Above: William Sullivan and a helper load a futon onto the truck that someone dropped off at the charity bins in Morinville. The item and a truckload of others will go straight to a landfill. Below: Items outside and inside Sullivan’s truck contain material that cannot be used by the charity he hauls for. – Stephen Dafoe Photos
by Stephen Dafoe
A drive by the charity bins in the No Frills parking lot in Morinville has had a lot of heads shaking of late. Broken recliners, old furniture, TVs, electronics and half broken lamps can regularly be seen dumped off outside the closed bins people are supposed to put their items in.
William Sullivan, the transportation manager of the company subcontracted to pick up the charitable goods said the Morinville pick up location is the worst of the stops he makes on behalf of two charities, the Cerebral Palsy Association In Alberta, and the Canadian Mental Health Association.
“We come here every Tuesday and it’s always like this,” Sullivan said, noting he has to cart away the unusable materials, disposing of it at a cost to the charities. “We can’t leave it. It’s a civic duty for us to pick it up because if we left it, who’s going to pick it up?
The cost of taking unusable items to the landfill is money that could be used by the charity. “Mattresses cost $10 to get rid of [at the landfill].”
He’s left shaking his head because many items like broken TVs are taken at landfills and EcoStations and recycled.
“The cords are worth money themselves,” he said, noting other parts inside a TV set can be reused. “Our pickups just go to the landfill.”
But the two charities by No Frills are not alone in having unwanted garbage dumped on their doorstep.
The Midstream Support Society’s Thrift Store continues to have a problem with people dropping off unusable goods, particularly when they are closed.
“We’re still getting a lot of unusable stuff. Our garbage trailer is going to the landfill sometimes two times a week. It’s full,” said Midstream volunteer Sherron Wehrhahn, adding she and fellow volunteers encourage people to only drop off material during business hours.
“If somebody phones, we ask them to please come during business hours because it ends up in the dump,” she said of materials dropped off and left outside in the elements. “Furniture. They love dumping furniture on the weekend. We have no place for it inside. Right now we have furniture sitting outside because we have no place to put it.”
The situation has not improved a great deal since this 2016 file photo was taken at the Midstream. Items are still dropped off that cannot be used.
The Midstream is open Monday, Tuesday and Thursday from 9:30 a.m. to 3 p.m.
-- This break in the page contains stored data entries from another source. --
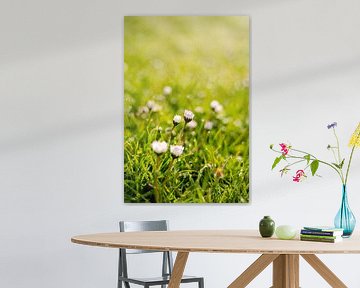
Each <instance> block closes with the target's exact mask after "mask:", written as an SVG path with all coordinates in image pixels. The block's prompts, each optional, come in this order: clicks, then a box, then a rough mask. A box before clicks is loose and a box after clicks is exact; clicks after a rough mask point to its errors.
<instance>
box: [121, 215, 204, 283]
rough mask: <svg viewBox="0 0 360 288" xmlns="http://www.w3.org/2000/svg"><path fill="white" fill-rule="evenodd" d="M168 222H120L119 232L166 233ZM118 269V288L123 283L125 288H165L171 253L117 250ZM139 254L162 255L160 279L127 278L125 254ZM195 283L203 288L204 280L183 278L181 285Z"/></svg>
mask: <svg viewBox="0 0 360 288" xmlns="http://www.w3.org/2000/svg"><path fill="white" fill-rule="evenodd" d="M167 230H168V221H167V220H159V221H120V232H134V231H167ZM119 250H120V251H119V269H118V288H122V284H123V283H124V286H125V288H130V283H131V284H137V285H140V286H143V287H144V288H149V287H150V286H160V285H161V288H165V287H166V285H167V284H169V281H170V276H171V273H172V268H173V258H172V255H171V252H169V251H166V252H161V251H150V250H135V249H119ZM141 253H163V257H162V258H163V260H162V275H161V276H160V277H152V278H134V277H129V275H128V269H127V254H141ZM192 282H197V283H198V287H199V288H204V278H202V277H194V276H185V275H184V276H183V277H182V279H181V283H192Z"/></svg>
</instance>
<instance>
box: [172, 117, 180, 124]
mask: <svg viewBox="0 0 360 288" xmlns="http://www.w3.org/2000/svg"><path fill="white" fill-rule="evenodd" d="M180 122H181V116H180V115H175V116H174V118H173V124H174V126H176V125H178V124H180Z"/></svg>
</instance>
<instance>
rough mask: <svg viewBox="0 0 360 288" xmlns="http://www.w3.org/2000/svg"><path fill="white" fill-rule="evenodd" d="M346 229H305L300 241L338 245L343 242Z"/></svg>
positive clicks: (338, 228) (309, 227)
mask: <svg viewBox="0 0 360 288" xmlns="http://www.w3.org/2000/svg"><path fill="white" fill-rule="evenodd" d="M343 232H344V229H342V228H334V227H327V226H315V227H304V228H303V229H301V232H300V240H302V241H316V242H328V243H336V242H339V241H342V239H343V238H342V235H343Z"/></svg>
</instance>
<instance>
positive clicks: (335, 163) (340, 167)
mask: <svg viewBox="0 0 360 288" xmlns="http://www.w3.org/2000/svg"><path fill="white" fill-rule="evenodd" d="M331 164H333V165H334V166H335V167H336V168H338V169H341V166H340V165H339V164H337V163H334V162H332V163H331Z"/></svg>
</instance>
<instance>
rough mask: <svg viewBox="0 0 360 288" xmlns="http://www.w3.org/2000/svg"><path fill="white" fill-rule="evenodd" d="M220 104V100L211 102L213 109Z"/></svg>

A recent lack of volunteers prompted the non-profit to reduce their hours earlier this year.
The Cerebral Palsy Association in Alberta has clothing drop off bins at No Frills, The Rendez-Vous Centre, Circle K, and Morinville United Church, according to their website. They have no scheduled in-home pick-ups for Morinville presently.
An email request for comment from the Cerebral Palsy Association in Alberta was not responded to by our story deadline.